L’administration fiscale a émis un avis de redressement au titre des droits de transmission en considérant que l’opération était exonérée de la taxe sur la valeur ajoutée. Le recours formé devant le tribunal d’arrondissement de Haarlem a été rejeté au motif que les travaux n’étaient pas assez avancés pour constater un bâtiment neuf. La cour d’appel d’Amsterdam a confirmé ce jugement le 19 mai 2008 en soulignant que le bâtiment existant était toujours propre à une utilisation commerciale. Le juge de cassation a alors décidé de surseoir à statuer pour interroger la juridiction européenne sur l’interprétation de la sixième directive.
La question posée au juge européen consiste à savoir si la livraison d’un immeuble ancien partiellement démoli doit être soumise à la taxe sur la valeur ajoutée. Il convient de déterminer si le projet de transformation en bâtiment neuf suffit à écarter l’exonération normalement applicable aux ventes de constructions déjà occupées par le passé.
La Cour de justice décide que l’exonération « couvre une opération de livraison d’un bien immeuble composé d’un terrain et d’un bâtiment ancien en cours de transformation ». Cette solution prévaut dès lors que le bâtiment n’a subi que des démolitions partielles et reste, au moins en partie, encore utilisé comme tel.
I. L’affirmation du maintien de la qualification de bâtiment ancien
A. La primauté de l’état matériel de l’immeuble lors de la livraison
La Cour de justice fonde son raisonnement sur la réalité physique de la construction au jour précis où le transfert de propriété intervient entre les parties. Elle rappelle que les États membres peuvent soumettre à la taxe les livraisons effectuées avant la « première occupation » consécutive à une transformation profonde du bien. Cette faculté exige toutefois que les travaux aient déjà donné naissance à un bâtiment substantiellement différent de l’ouvrage initial au moment de sa cession définitive. Un immeuble qui n’a subi que des démolitions partielles conserve son identité juridique de construction ancienne et bénéficie donc du principe général d’exonération de la taxe.
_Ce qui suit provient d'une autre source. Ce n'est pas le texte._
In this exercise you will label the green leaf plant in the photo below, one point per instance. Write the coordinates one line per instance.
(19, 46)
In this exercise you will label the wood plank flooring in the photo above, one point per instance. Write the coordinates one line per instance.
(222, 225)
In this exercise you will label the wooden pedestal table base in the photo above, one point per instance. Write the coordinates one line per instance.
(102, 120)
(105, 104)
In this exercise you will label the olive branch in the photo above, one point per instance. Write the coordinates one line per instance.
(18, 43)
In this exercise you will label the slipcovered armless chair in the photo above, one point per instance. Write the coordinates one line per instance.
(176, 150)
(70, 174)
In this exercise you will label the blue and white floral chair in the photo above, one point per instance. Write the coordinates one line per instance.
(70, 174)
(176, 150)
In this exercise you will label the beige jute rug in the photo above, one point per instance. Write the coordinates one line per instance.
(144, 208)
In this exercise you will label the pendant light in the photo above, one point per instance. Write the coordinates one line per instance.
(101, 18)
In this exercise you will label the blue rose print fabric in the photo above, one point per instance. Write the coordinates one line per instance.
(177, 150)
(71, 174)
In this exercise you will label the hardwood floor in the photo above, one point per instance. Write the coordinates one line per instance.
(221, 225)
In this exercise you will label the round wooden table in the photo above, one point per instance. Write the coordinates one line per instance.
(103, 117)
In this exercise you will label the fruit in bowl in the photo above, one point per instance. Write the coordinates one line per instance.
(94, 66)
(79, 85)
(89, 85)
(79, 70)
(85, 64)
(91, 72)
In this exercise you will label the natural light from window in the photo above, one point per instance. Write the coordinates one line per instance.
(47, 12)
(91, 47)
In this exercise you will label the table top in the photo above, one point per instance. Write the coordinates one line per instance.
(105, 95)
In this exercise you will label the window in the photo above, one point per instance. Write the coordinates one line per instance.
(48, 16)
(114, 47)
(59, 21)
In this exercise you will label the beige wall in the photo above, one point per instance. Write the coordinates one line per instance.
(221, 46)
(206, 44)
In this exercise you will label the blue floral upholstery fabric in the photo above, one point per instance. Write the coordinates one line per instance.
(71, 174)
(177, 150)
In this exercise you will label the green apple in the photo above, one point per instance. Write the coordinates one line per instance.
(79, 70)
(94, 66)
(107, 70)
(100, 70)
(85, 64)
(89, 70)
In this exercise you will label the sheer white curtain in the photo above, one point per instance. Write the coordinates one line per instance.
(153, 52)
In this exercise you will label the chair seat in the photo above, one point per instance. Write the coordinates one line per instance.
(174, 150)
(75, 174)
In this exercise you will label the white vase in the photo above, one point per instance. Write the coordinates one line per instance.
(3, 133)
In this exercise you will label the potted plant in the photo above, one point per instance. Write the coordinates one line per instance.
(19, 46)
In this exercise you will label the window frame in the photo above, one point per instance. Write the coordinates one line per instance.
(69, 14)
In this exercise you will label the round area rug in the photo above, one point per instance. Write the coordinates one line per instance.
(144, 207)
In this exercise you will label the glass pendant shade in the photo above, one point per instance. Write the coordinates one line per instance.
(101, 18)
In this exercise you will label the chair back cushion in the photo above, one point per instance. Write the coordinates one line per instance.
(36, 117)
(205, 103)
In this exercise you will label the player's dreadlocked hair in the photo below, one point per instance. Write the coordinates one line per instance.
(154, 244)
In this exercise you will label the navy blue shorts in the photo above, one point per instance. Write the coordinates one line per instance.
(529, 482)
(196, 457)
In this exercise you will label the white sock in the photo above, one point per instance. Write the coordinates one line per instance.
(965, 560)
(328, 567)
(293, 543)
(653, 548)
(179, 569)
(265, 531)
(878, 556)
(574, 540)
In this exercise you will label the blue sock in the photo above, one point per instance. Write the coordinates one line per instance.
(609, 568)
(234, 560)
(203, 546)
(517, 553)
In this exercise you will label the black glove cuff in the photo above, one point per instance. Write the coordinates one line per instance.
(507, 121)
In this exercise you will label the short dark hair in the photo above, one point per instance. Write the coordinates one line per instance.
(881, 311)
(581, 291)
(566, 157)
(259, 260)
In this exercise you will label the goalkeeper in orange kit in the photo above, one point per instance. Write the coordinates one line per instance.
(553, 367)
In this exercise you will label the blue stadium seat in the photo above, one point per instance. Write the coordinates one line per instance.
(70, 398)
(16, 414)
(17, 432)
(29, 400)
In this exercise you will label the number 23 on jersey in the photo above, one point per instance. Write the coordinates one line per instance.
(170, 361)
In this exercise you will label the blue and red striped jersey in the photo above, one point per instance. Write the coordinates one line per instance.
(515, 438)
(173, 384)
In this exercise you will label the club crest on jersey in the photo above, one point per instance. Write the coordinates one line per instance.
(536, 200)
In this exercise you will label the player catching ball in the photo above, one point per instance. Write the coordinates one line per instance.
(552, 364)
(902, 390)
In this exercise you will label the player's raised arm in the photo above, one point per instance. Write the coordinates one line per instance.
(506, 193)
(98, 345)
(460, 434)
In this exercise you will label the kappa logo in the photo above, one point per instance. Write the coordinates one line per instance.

B. L’incidence déterminante de l’utilisation effective du bien
Le juge européen accorde une importance particulière au maintien d’une exploitation commerciale même résiduelle au sein de la galerie marchande pendant la phase de travaux. La présence d’un magasin en activité et l’accès maintenu du public démontrent que le bâtiment ancien n’a pas encore perdu sa fonction économique originelle. Cette occupation persistante empêche de qualifier la livraison de vente d’un bâtiment neuf avant sa première utilisation au sens des dispositions de la sixième directive. La transformation en cours ne suffit pas à créer une nouvelle réalité fiscale tant que l’usage de la structure existante demeure possible pour les occupants.
II. La portée nuancée de l’intention des parties au contrat
A. Une intention économique subordonnée à des critères objectifs
La juridiction souligne que l’intention des contractants de réaliser un bâtiment neuf doit être étayée par des éléments matériels vérifiables pour influencer la qualification fiscale. L’obtention d’un permis de construire par le vendeur constitue un indice probant mais il ne saurait primer sur l’état d’avancement réel du chantier de rénovation. Les juges nationaux doivent s’assurer que l’opération ne constitue pas un montage artificiel visant uniquement à obtenir un avantage fiscal indû par une qualification erronée. L’appréciation globale des circonstances doit confirmer que la mutation porte bien sur un immeuble dont la structure ancienne subsiste encore largement au moment des faits.
B. La préservation de la neutralité et de la sécurité juridique
Cette décision assure une application stricte des exonérations prévues par le droit de l’Union tout en respectant les objectifs de neutralité inhérents à la taxe. En privilégiant des critères physiques et d’utilisation plutôt que des projets futurs, la Cour garantit une prévisibilité nécessaire pour les opérateurs du secteur de l’immobilier. La solution retenue évite des requalifications fiscales aléatoires fondées sur des prévisions de travaux dont l’issue ou le rythme pourraient varier après le transfert de propriété. Le régime de la taxe sur la valeur ajoutée reste ainsi lié à l’état présent du bien livré et non à son évolution potentielle.